The temporal stability of the assessments of the vignettes was low in magnitude (r=.36 and r=.32 for vignettes A and B, respectively). These coefficients were smaller than those of respondents’ personal health states (r=.48). This is surprising since the respondents’ health states could have changed over the three-month study period, while that of the vignettes did not change at all. Obviously, there is much insecurity or random error in the assessments of the vignettes, a factor that limits the reliability of the ratings. On a group level, averaging across many participants, these error components may rule one another out, resulting in stable group differences between patients and the general population. On the individual level, however, we cannot advise using the assessments of the vignettes as correcting factors for a bias-free assessment of patients’ personal health state.
Some limitations of this study should be noted. The study was performed with cardiovascular patients who generally show heightened levels of physical health problems, mental health problems, and exhaustion (Balog & Konkolÿ Thege, 2019), and it is unclear to what degree the findings can be generalized to other diseases. Health state was measured with a single item. Instruments with more items are generally more reliable. However, single-item instruments can also provide reliable information (Bowling, 2005), at least for research questions on the group level. We used only two specific vignettes. The use of other vignettes with more or less severe health problems might have yielded different results. We used a 0-100 scale, while many studies with anchoring vignettes prefer five answer options, e. g., poor, fair, good, very good, excellent (Grol-Prokopczyk et al., 2011), or very poor, poor, neither good nor poor, good, and very good (Crane, Rissel, Greaves, & Gebel, 2016). The advantage of our scale lies in the metric character which allows us to avoid sophisticated nonparametric statistics. The respondents were asked to assess their own health state and that of the vignette characters. Health state is a rather complex construct. If the focus was on more specific dimensions of health, e.g., physical functioning, the impact of the judgment effects might have been weaker. Several examinations have shown that judgment adaptation processes are more pronounced when a relatively general or broad construct is being evaluated, compared to specific assessments (Finck, Barradas, Zenger, & Hinz, 2018).

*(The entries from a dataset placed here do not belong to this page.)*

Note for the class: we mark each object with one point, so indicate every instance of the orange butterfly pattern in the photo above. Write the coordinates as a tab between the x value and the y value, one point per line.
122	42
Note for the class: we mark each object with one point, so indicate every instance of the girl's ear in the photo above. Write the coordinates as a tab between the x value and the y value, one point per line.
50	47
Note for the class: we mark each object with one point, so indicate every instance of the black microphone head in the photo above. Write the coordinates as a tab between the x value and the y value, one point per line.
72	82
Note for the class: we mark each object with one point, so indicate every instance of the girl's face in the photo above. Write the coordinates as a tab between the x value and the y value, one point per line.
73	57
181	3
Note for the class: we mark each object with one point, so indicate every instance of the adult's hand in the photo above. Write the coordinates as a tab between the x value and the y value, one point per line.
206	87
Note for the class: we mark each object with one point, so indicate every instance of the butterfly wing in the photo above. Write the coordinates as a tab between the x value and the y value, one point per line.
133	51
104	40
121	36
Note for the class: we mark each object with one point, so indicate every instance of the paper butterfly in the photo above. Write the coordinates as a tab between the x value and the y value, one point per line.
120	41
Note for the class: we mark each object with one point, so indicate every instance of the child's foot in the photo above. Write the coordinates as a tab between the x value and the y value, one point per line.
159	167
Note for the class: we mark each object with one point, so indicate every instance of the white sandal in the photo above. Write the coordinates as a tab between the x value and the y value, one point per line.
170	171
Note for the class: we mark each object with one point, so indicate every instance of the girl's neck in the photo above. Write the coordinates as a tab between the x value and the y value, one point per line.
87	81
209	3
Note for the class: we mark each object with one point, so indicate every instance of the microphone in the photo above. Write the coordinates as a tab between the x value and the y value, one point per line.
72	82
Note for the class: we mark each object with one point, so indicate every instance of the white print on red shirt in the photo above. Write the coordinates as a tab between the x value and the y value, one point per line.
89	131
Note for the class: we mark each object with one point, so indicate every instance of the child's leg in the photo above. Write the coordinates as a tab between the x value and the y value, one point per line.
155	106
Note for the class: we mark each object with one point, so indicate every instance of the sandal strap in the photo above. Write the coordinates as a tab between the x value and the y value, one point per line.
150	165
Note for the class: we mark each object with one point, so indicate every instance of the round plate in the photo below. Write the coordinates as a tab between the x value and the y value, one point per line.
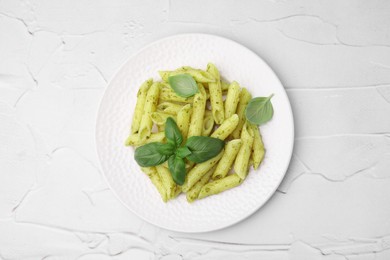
133	187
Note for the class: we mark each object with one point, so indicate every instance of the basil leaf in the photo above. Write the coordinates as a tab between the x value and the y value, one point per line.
203	148
149	155
183	152
184	85
172	132
259	110
177	167
166	149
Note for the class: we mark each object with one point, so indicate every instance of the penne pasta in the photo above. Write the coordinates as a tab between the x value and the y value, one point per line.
216	95
150	106
224	85
200	169
167	181
169	108
232	99
134	139
224	165
227	127
183	120
208	124
160	118
245	97
155	178
193	193
219	186
258	150
139	107
167	94
199	106
242	160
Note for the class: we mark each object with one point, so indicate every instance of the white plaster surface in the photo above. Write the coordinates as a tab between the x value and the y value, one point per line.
333	58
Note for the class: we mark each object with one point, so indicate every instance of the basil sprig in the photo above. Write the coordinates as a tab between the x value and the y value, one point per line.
184	85
259	110
197	149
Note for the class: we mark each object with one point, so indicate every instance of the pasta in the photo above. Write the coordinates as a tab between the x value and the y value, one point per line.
219	186
193	193
258	150
150	106
160	118
232	98
226	128
201	104
216	94
183	119
223	166
208	124
242	160
139	107
156	180
167	181
169	108
200	169
245	97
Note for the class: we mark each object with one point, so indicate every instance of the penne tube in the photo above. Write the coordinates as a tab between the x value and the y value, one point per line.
208	124
258	150
169	108
226	128
150	106
183	120
224	165
219	186
216	95
241	164
155	178
199	106
139	107
193	193
167	181
200	169
245	97
160	118
232	99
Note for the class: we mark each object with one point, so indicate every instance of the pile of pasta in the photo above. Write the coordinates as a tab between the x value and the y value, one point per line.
217	110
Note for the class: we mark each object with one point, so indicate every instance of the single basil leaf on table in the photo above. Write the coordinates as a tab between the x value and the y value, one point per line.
149	155
172	132
166	149
184	85
183	152
203	148
259	110
177	167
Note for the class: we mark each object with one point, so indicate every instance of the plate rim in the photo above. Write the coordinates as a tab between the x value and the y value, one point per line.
291	144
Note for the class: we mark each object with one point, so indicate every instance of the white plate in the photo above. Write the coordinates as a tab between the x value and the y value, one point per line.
133	187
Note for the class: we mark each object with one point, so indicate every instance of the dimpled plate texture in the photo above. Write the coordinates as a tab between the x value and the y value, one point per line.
133	187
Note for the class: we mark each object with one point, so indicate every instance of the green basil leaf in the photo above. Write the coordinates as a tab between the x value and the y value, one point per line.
203	148
149	155
177	167
184	85
183	152
172	132
259	110
166	149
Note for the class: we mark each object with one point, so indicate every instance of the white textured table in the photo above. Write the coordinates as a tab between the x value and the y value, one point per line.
333	58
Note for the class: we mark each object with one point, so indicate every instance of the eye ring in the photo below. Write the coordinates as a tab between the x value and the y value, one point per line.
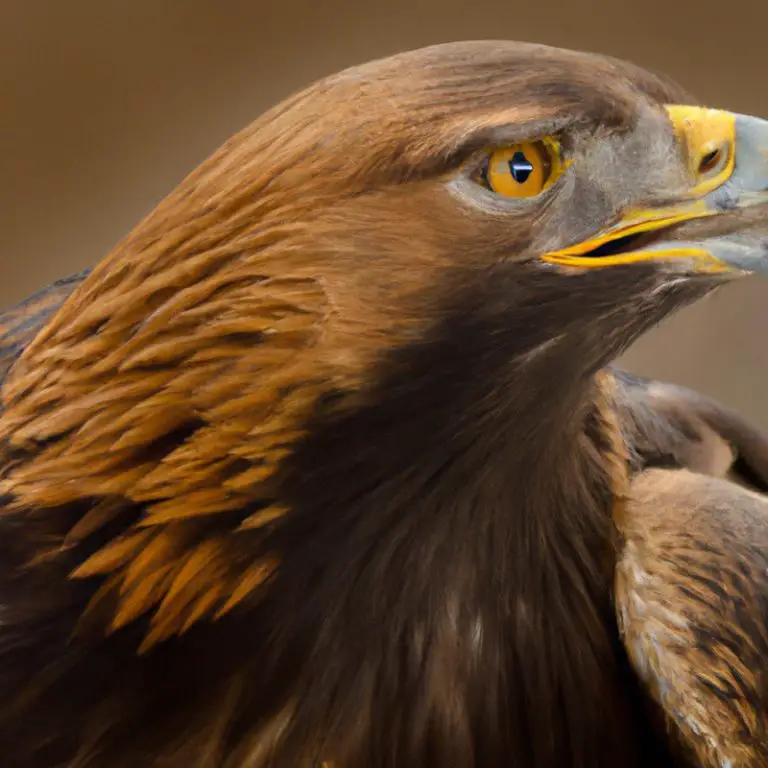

The most relevant finding of this study was that there are response shift effects on the group level, which means that patients’ self-assessments of their health state may underestimate the patients’ health problems. Anchoring vignettes are useful tools for detecting such effects.
We acknowledge support from the German Research Foundation (DFG; Grant Number: HI 1108/5-1) and Universität Leipzig within the program of Open Access Publishing.